Dr. Spack’s solution is to give Armand monthly injections of hormone blockers that will prevent his body from producing testosterone. According to Spiegel, “For the next three or four years, while she is on this medication, her body will grow bigger, but not mature sexually.” This is shocking enough, but Dr. Spack’s treatment goes even further. Again Spiegel:
“So, that’s the first stage of treatment, but there’s another stage … Once children have postponed puberty for several years, at around the age 16, they can choose to begin maturing sexually into the opposite gender, the gender that they want to become. To do that, they begin taking the hormones of the opposite sex. [Dr.] Spack said this treatment can help make a transgender male almost indistinguishable from a biological male.”
In Dr. Spack’s mind, this is a monumental leap forward because it will allow misidentified people to blossom into their true selves without the anxiety of living in a body that they do not want. He says that in doing this kind of work, “You start to realize what’s really important in this world … and I don’t think there’s anything as [important as] who you are.” The Christian faith has always placed premium on men and women knowing themselves truly, but as John Calvin observed, true knowledge of who we are is intimately linked with knowing who God is. He writes, “Our wisdom, in so far as it ought to be deemed true and solid Wisdom, consists almost entirely of two parts: the knowledge of God and of ourselves. But as these are connected together by many ties, it is not easy to determine which of the two precedes and gives birth to the other.” (Institutes 1:1) When our quest for self-knowledge is cut free from our quest for the living God then we, like Armand, can be led into many previously unthinkable scenarios.

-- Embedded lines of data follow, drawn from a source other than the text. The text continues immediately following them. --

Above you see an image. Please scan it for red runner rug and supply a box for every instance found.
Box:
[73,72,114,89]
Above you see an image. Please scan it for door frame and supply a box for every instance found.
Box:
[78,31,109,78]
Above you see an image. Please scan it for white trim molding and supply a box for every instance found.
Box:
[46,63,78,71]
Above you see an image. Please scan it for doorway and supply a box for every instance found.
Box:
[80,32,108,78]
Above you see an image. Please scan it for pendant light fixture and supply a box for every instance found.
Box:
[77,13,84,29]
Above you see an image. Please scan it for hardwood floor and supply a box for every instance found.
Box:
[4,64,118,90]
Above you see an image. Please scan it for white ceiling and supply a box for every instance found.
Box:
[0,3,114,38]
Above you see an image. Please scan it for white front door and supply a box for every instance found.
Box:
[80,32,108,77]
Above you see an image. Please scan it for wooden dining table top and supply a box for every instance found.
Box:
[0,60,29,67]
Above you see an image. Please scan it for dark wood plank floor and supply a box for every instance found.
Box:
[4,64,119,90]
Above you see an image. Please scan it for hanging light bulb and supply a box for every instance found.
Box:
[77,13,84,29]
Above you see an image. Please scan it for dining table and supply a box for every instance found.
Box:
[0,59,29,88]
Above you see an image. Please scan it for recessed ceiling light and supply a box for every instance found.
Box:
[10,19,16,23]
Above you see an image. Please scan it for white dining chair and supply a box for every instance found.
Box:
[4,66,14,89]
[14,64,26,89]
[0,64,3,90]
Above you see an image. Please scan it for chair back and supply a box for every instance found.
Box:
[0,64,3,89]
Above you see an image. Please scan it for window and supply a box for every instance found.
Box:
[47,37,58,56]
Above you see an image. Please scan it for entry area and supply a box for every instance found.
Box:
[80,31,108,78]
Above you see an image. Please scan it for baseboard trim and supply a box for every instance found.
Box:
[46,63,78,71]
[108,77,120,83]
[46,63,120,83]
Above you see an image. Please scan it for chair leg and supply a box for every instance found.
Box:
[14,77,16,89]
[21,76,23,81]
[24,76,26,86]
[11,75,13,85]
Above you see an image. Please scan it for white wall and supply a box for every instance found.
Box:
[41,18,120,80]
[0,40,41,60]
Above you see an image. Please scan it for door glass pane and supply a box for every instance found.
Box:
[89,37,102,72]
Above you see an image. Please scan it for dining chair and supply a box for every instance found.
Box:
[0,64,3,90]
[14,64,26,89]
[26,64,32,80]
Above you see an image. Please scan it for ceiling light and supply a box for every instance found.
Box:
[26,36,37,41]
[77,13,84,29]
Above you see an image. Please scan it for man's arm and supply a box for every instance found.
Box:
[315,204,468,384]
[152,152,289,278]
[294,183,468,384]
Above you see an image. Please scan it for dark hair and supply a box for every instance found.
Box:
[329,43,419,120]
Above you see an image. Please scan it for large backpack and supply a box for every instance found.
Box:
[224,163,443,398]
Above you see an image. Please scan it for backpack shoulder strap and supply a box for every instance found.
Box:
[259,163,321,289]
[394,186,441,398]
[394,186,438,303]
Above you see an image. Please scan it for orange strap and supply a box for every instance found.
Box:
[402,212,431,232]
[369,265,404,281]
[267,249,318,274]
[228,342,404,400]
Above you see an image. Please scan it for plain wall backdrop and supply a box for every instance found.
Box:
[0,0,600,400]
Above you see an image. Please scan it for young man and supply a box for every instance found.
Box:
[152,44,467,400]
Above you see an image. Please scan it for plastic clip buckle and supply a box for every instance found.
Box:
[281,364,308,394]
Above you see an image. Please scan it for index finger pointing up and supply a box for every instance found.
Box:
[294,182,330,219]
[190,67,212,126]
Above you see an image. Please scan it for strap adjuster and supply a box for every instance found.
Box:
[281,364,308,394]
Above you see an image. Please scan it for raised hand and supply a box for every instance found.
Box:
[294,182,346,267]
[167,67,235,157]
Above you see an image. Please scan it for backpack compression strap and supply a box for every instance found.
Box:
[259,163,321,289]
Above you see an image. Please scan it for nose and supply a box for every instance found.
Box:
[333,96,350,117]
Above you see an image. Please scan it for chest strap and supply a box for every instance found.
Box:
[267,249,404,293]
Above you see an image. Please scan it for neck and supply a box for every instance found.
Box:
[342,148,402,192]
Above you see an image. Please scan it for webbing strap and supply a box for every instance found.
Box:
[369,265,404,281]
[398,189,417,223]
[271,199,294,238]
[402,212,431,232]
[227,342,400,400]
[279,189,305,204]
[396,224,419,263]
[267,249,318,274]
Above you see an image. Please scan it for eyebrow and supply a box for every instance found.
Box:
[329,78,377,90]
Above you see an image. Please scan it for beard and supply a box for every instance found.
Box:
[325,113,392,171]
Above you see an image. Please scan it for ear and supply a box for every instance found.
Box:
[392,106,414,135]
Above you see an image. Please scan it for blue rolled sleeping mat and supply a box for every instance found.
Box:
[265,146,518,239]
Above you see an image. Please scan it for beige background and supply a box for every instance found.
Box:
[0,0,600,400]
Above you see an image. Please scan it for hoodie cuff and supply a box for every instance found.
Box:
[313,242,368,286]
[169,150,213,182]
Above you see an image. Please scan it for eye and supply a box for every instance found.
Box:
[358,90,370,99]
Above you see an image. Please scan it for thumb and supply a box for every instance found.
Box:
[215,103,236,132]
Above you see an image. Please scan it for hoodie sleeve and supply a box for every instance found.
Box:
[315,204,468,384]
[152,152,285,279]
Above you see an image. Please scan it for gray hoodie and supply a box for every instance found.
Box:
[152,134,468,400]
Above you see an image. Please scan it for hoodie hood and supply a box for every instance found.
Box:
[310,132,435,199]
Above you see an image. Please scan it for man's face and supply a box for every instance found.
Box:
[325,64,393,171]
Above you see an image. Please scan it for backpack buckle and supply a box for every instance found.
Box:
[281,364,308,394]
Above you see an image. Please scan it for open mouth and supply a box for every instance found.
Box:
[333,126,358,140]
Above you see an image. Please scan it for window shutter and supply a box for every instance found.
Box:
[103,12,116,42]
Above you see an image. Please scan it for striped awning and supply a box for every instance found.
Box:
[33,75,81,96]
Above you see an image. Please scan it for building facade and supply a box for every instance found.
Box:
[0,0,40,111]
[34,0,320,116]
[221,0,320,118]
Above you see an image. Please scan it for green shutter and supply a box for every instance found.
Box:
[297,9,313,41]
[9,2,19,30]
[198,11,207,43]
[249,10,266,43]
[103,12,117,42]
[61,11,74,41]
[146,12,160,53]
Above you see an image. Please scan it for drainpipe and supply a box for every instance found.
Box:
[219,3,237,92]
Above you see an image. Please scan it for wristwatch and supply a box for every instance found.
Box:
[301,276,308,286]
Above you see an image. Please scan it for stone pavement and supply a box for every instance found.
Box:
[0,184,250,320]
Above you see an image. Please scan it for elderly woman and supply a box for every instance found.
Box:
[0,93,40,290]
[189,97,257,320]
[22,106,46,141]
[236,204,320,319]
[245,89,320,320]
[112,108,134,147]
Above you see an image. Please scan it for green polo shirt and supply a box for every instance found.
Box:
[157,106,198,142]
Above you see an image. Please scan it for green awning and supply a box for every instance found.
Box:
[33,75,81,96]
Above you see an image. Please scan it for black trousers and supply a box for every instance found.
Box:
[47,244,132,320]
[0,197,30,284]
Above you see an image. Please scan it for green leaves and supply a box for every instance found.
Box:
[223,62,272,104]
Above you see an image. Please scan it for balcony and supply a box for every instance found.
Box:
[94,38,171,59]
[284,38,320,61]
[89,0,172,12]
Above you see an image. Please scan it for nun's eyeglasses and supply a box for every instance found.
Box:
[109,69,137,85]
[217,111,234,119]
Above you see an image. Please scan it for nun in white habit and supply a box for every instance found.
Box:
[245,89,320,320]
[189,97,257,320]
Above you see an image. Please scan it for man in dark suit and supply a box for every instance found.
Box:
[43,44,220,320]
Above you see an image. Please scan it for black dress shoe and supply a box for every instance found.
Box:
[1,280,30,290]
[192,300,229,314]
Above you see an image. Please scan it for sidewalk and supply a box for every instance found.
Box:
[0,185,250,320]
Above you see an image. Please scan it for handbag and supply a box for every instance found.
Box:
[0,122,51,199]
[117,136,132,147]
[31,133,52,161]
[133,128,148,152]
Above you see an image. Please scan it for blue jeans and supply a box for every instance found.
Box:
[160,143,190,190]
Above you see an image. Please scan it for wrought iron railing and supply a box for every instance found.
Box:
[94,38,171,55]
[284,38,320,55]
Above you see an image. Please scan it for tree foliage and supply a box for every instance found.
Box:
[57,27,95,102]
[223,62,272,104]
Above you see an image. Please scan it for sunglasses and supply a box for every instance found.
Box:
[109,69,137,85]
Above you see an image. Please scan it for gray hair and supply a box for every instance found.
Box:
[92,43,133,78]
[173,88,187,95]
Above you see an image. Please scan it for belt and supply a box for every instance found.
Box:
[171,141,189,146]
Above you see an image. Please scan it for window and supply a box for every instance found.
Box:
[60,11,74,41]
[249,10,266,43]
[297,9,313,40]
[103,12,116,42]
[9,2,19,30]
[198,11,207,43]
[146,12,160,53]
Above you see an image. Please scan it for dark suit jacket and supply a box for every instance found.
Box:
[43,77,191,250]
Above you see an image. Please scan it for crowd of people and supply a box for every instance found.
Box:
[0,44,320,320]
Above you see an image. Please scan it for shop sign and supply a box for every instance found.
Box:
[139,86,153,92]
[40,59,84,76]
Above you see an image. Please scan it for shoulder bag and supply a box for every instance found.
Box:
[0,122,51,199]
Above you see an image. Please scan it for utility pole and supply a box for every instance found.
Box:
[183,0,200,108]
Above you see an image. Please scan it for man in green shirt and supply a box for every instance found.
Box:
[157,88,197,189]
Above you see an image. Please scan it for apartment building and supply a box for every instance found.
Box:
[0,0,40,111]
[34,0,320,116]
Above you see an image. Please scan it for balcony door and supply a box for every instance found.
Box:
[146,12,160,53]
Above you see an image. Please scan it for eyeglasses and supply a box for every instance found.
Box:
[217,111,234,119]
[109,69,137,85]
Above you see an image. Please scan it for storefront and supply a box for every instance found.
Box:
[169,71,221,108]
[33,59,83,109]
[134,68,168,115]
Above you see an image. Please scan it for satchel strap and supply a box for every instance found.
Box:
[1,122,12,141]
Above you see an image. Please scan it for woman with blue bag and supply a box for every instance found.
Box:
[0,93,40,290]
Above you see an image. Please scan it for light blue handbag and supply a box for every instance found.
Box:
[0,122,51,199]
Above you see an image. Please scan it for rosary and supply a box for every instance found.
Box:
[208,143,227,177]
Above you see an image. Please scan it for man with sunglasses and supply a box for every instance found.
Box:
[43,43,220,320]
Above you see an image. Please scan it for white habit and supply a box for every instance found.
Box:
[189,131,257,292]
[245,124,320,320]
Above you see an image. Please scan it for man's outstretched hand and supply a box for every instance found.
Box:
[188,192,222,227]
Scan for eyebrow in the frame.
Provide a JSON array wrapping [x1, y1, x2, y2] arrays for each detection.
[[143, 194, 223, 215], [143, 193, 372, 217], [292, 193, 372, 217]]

Let us remember Isaiah's dire description of the people of his country who had ignored God’s truth for their lives, “They do not perceive the Lord’s actions, and they do not see the work of His hands. Therefore My people go into exile because they lack knowledge …” (5:12-13 [HCS]) The knowledge people lack is often true knowledge of themselves in light of God’s truth. May we be people who perceive the actions of God and see the work of His hands and who help our children to see them as well.